Critique : Broken

Simon Riaux | 18 mai 2012
Simon Riaux | 18 mai 2012
Une impasse au cœur d'une banlieue pavillonnaire britannique. Trois maisons, trois familles, chacune avec leurs vicissitudes et démons. L'équilibre précaire du bon voisinage sera rompu le jour où pour échapper à une raclée, une adolescente peu farouche prétexte avoir été violée par un voisin. S'en suivra une peignée à l'anglaise, sèche et brutal, premier rouage d'un engrenage destructeur. De ce point de départ somme toute très convenu, on se demandait ce que ferait Rufus Norris, dont le premier film ouvre cette année la Semaine de la Critique. S'il s'agit d'une première réalisation, Norris n'est pas pour autant un débutant, et s'est notamment illustré comme metteur en scène de théâtre et d'opéra, un parcours qui explique sans doute quelques unes des immenses qualités de Broken.

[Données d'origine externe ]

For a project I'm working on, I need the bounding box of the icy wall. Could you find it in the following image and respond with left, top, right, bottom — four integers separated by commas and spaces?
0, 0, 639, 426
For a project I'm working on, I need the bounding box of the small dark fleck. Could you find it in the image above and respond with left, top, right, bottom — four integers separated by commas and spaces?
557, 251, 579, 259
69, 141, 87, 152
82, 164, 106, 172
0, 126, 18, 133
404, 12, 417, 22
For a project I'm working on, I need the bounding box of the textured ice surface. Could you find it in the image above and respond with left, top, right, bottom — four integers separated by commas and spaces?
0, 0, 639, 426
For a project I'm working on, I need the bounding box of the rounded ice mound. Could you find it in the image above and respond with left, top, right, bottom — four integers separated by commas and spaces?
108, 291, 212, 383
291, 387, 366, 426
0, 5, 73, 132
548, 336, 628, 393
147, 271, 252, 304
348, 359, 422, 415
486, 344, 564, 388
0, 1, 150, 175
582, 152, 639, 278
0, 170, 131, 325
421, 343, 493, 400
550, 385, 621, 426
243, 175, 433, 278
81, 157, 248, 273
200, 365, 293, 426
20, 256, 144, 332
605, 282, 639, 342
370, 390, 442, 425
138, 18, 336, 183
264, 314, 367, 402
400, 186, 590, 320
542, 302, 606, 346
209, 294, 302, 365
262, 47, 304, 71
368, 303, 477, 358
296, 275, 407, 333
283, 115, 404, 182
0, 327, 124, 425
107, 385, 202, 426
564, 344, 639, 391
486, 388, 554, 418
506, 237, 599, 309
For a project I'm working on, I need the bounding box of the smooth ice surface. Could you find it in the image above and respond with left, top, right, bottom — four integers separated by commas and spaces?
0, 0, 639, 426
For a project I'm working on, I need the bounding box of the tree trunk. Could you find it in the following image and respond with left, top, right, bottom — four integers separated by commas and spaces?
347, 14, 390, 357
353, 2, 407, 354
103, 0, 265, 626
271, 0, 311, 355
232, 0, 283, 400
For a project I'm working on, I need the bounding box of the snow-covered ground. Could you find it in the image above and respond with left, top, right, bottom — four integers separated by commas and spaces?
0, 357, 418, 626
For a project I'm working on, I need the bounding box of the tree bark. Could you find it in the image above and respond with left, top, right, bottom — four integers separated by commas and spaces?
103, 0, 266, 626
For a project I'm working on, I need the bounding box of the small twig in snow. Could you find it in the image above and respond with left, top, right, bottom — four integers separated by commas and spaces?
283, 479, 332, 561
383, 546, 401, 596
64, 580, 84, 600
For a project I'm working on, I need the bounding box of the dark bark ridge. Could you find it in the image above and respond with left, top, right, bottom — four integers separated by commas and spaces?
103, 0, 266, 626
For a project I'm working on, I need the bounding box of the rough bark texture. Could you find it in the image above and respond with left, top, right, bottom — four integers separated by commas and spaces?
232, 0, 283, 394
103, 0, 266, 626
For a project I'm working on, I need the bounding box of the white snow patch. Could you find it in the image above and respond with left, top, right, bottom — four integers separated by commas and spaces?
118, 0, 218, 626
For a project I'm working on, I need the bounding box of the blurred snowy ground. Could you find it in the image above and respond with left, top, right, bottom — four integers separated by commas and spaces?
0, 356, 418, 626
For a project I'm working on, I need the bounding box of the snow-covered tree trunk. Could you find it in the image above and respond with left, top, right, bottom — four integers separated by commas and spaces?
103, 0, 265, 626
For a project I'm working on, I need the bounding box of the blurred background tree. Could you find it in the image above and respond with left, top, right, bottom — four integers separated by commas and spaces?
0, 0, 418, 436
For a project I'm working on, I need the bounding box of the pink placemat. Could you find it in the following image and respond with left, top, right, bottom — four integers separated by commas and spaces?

L'artiste s'impose comme un très fin dramaturge, qui joue de ses nombreux personnages avec une grande finesse, usant tantôt de mécaniques extrêmement subtiles pour ordonner leurs actions, tantôt d'un sens de l'arbitraire qui s'accommode parfaitement de la brutalité des faubourgs populaires. Rumeur, concupiscence, jalousie, manipulation, extorsion s'entremêlent pour former une toile d'araignée, où la famille de Tim Roth aura le plus grand mal à ne pas venir s'engluer. Norris n'en reste pas là et dynamite des pans entier du genre qu'il arpente, ne s'intéressant quasiment pas à l'aspect social de son récit, du moins pas au sens où l'entendent la plupart de ses confrères. Les notions de reproduction sociale, de déterminisme, de lutte des classes ou de paupérisation en sont jamais véritablement traitées, et ne servent en rien le récit, qui leur préfère les mécanismes du théâtre et de l'opéra classique. Il sera donc ici question d'expiation, de damnation, de rédemption, de châtiment voire de sacrifice, conditions sine qua non que devront respecter les personnages espérant sortir indemnes du cercle vicieux qui se dessine sous nos yeux. Une inspiration qui puise sa source dans le théâtre sacré et la tragédie chrétienne, non pas qu'elle impose ou exige au spectateur une foi spécifique, mais en cela qu'elle en reprend les grandes figures symboliques.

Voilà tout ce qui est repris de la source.